Take care about latest offer says Perpetual
Take care about latest offer says Perpetual to Strategic Finance investors
Perpetual Trust has again today strongly advised investors to seek independent advice before they make a decision to accept Stock and Share’s latest 5 cent offer for their debenture investments in Strategic Finance (in receivership and in liquidation).
“The Receivers recently provided a report to investors advising that their current estimate of recoveries from Strategic’s assets is gross returns to Strategic’s debenture holders of between 12 cents and 35 cents of the amount that is owed them. An amount of 2 cents in the dollar was paid to debenture holders in September 2010 and the Receivers are working hard to obtain repayment of several of Strategic’s largest loans to enable a further payment to be made as soon as possible” said Matthew Lancaster, Head of Perpetual Corporate Trust.

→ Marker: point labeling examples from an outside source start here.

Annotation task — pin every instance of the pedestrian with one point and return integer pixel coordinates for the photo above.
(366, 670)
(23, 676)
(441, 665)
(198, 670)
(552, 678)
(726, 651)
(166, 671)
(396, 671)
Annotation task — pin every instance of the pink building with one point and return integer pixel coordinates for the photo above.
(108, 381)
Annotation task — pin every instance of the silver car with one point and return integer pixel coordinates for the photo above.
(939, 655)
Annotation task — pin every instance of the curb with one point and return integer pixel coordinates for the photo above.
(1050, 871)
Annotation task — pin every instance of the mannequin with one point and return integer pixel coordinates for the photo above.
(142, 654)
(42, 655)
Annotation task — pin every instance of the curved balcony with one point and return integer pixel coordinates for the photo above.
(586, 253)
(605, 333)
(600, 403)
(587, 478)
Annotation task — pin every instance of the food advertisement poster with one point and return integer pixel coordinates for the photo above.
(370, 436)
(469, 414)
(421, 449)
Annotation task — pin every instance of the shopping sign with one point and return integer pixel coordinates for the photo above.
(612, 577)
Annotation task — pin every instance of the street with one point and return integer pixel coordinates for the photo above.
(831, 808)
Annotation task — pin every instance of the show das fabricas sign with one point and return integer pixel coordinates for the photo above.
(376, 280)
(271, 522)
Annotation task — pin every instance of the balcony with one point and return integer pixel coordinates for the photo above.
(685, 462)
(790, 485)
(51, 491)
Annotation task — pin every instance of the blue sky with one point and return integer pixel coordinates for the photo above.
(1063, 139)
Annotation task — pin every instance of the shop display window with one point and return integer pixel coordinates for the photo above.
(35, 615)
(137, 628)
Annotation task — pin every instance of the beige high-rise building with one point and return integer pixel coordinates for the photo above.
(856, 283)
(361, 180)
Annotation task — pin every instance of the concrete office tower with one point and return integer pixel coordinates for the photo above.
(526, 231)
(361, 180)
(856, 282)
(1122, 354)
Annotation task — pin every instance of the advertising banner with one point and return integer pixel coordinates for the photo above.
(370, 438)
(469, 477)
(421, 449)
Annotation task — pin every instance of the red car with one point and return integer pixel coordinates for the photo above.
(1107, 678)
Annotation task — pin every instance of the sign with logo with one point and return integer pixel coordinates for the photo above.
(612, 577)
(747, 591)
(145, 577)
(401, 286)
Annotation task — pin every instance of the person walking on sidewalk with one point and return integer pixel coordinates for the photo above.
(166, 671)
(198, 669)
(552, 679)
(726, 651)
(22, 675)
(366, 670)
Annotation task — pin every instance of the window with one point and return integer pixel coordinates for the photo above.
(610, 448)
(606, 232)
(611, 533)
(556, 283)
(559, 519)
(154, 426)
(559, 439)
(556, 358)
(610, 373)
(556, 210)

“While Stock and Share’s offer may hold some appeal to investors who are seeking funds prior to Christmas, we remain confident that a much better payment is coming their way. We also continue to caution anyone considering this bid to carefully check that the terms of Stock and Share’s offer guarantee immediate payment.”

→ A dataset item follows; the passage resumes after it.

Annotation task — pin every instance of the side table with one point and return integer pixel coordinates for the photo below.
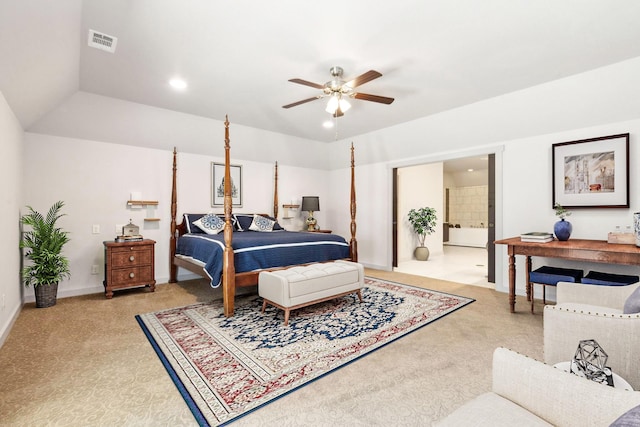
(129, 265)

The Securities Commission has previously warned investors about unsolicited offers of this nature. In an article on the Commission’s website it says that although it is not illegal to make an unsolicited offer to buy someone's investments, and even to offer to buy them at a price below their current market value, it is against the law to mislead or deceive investors into accepting an offer. The Commission explains that inexperienced or elderly investors, or those under immediate financial pressure, are most at risk of signing away their investments without carefully reading the offer and taking the time to make a few important checks.
“We strongly recommend that any investor seek independent advice from a reputable financial adviser,” concluded Mr Lancaster.